In Matthew 28 Jesus says to the disciples, “All authority in heaven and on earth has been given to me. Go therefore and make disciples of all nations, baptizing them in the name of the Father and of the Son and of the Holy Spirit, and teaching them to obey everything that I have commanded you.”
Baptism marks the beginning of the journey of discipleship. It is fundamentally a gift of God’s grace (unearned love and mercy). It is a sign of our acceptance by God and our entrance into the Body of Christ, the church. It is one of two sacraments recognized and practiced in the United Methodist Church.
“Through the Sacrament of Baptism we are initiated into Christ’s holy church. We are incorporated into God’s mighty acts of salvation and given new birth through water and the Spirit. All this is God’s gift offered to us without price. (Baptismal Covenant I, UM Hymnal p. 33)
Forms of Baptism
While sprinkling of water from the baptismal font is the most common form, pouring and immersion are also practiced.
At what age is Baptism appropriate?
Baptism is available to persons of all ages. Infant baptism is the predominate form in our church because it is the perfect expression of the reception of God’s amazing grace, offered to us out of God’s loving Spirit, not in response to our faith or worthiness. As a sacrament, infant baptism is about what God is doing in the life of the child. The parents make a commitment to raise the child in the church. Baptism, as a sacrament, is distinct from “dedication” or “christening.” At any age, baptism is God’s gift of grace to us and is distinct from our profession of faith.
What is Confirmation?
Confirmation is a course offered during the 6th grade year (and periodically for youth) wherein children learn the fundamentals of the faith and Christian history. The Confirmation year culminates in a worship service where children have the opportunity to publicly profess their faith in God through Jesus Christ and join the church. We believe that we are saved by God’s grace through our faith, so this public profession marks the moment of justification/salvation that begins the lifelong process of sanctification – growing more and more like Christ until we genuinely love God and our neighbor in all that we do.
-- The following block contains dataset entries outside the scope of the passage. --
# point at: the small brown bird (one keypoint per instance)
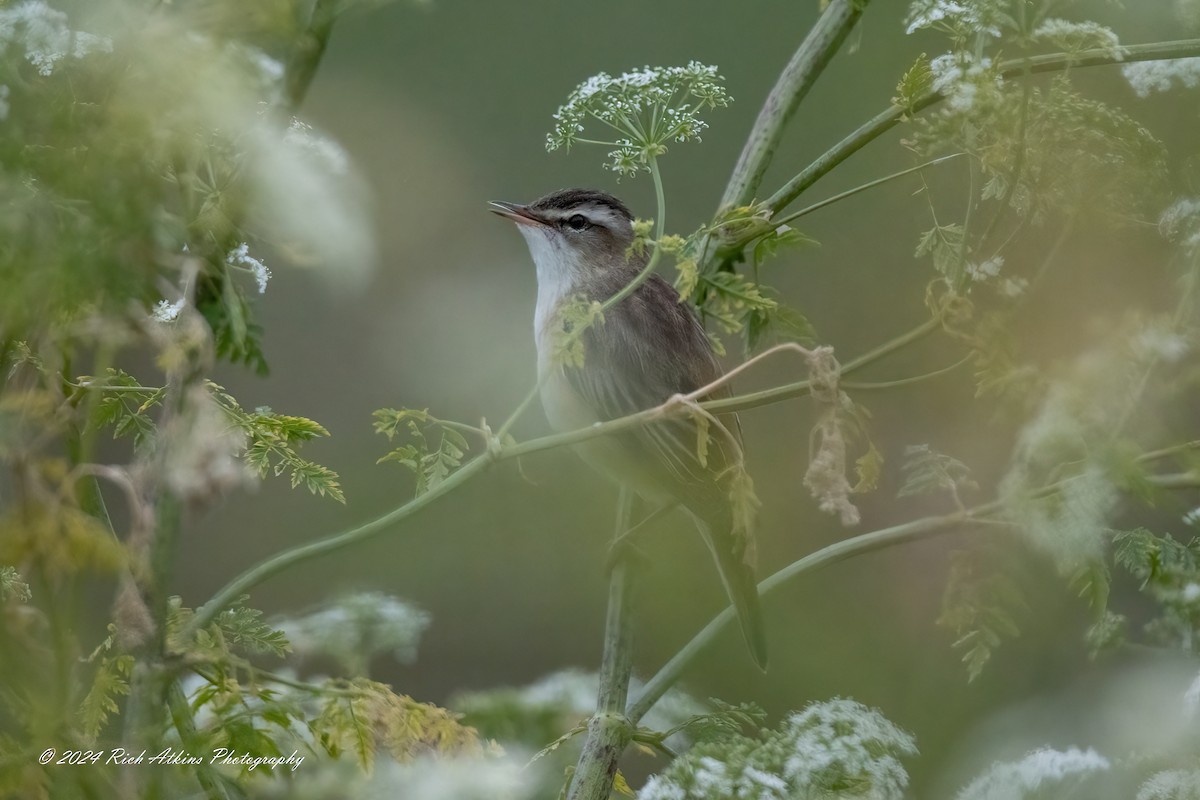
(649, 348)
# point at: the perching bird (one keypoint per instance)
(648, 348)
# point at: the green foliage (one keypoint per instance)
(979, 607)
(273, 440)
(112, 680)
(574, 316)
(123, 403)
(12, 587)
(435, 451)
(928, 471)
(946, 246)
(369, 717)
(1169, 573)
(915, 84)
(237, 630)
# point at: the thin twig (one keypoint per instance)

Children who are baptized as infants are expected to attend Confirmation. Children who have not yet been baptized can receive baptism in the Confirmation worship service.
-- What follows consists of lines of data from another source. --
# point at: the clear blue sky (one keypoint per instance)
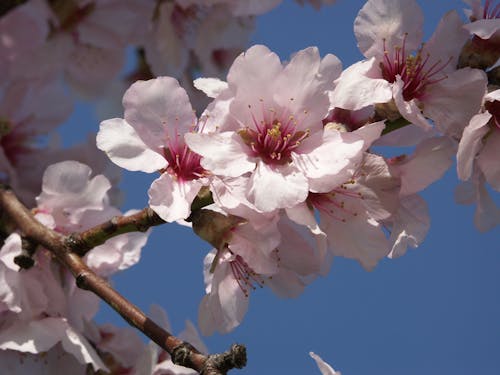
(434, 311)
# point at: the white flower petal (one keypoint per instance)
(126, 149)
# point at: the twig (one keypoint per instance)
(83, 242)
(141, 221)
(182, 352)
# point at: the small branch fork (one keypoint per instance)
(68, 250)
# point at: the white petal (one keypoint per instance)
(359, 86)
(158, 109)
(223, 153)
(464, 89)
(126, 149)
(488, 160)
(273, 188)
(324, 367)
(410, 225)
(430, 161)
(171, 199)
(389, 20)
(471, 143)
(212, 87)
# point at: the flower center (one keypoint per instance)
(183, 164)
(490, 12)
(273, 141)
(414, 70)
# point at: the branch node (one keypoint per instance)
(75, 242)
(111, 225)
(81, 280)
(235, 357)
(181, 355)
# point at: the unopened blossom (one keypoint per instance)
(477, 160)
(324, 367)
(417, 81)
(150, 138)
(41, 306)
(483, 50)
(267, 125)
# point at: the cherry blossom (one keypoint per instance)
(482, 50)
(268, 124)
(150, 139)
(477, 160)
(42, 306)
(27, 113)
(417, 82)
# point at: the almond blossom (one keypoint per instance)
(264, 251)
(477, 160)
(483, 50)
(84, 46)
(417, 82)
(42, 306)
(150, 138)
(267, 124)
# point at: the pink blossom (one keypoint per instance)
(22, 30)
(485, 21)
(150, 139)
(267, 124)
(42, 306)
(284, 257)
(422, 81)
(477, 160)
(84, 46)
(237, 7)
(27, 112)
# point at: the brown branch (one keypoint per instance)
(182, 352)
(141, 221)
(81, 243)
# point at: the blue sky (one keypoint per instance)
(434, 311)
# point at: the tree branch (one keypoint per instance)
(81, 243)
(182, 352)
(141, 221)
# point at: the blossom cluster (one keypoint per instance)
(287, 158)
(286, 152)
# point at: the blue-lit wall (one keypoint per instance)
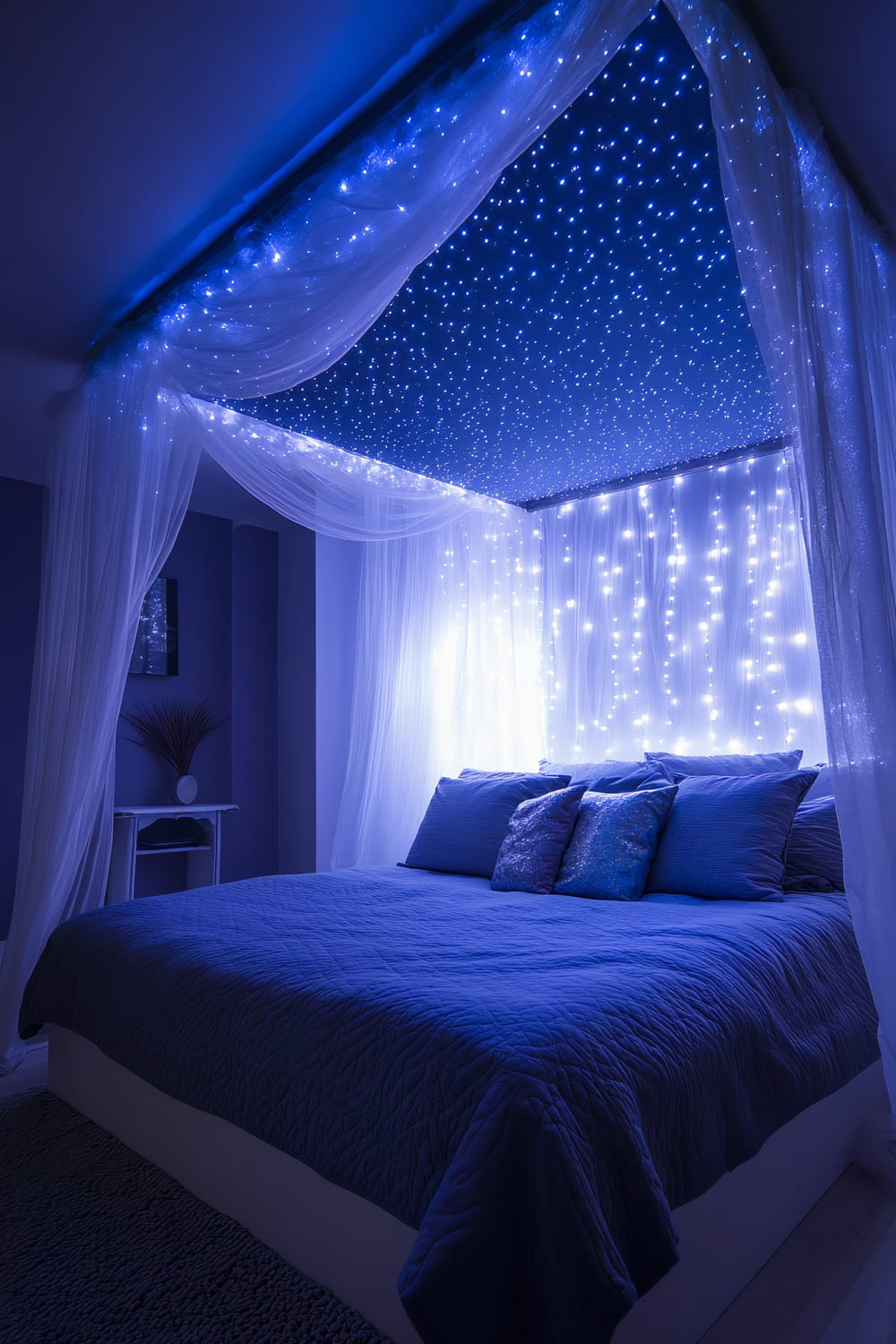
(21, 518)
(228, 588)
What do we believe about re-baptism?
Where Holy Communion is a sacrament that is repeated over and over, Baptism is done only once in someone’s life. This is based on the belief that Baptism is a covenant between the person baptized and God and God never breaks God’s side of the covenant. If we fall away from faith and break our side of the covenant, we can participate in a remembrance of our baptism and a recommitment to our faith. We recognize and honor the baptism of anyone baptized in a Christian denomination.
Why is Baptism important?
“Baptism is at the heart of the gospel of grace, and it is at the core of the church’s mission. When we baptize we say what we understand as Christians about ourselves and our community: that we are loved into being by God, and lost because of sin, but redeemed and saved in Jesus Christ to live new lives and look for his coming again in glory…As baptized people of God, we therefore respond with praise and thanksgiving, praying that God’s will be done in our own lives.” (By Water and the Spirit Study Guide, p. 49) We are baptized into the church universal, rather than into an individual local church; therefore baptism always precedes church membership.
Is there a Baptism class required?
Yes, for all who are interested in baptism for themselves or their children we ask that you attend a baptism class. In this class, we discuss the meaning and significance of Christian baptism as well as the United Methodist understanding of the sacrament. We also address questions about the logistics of the worship service. Total class time is about one hour.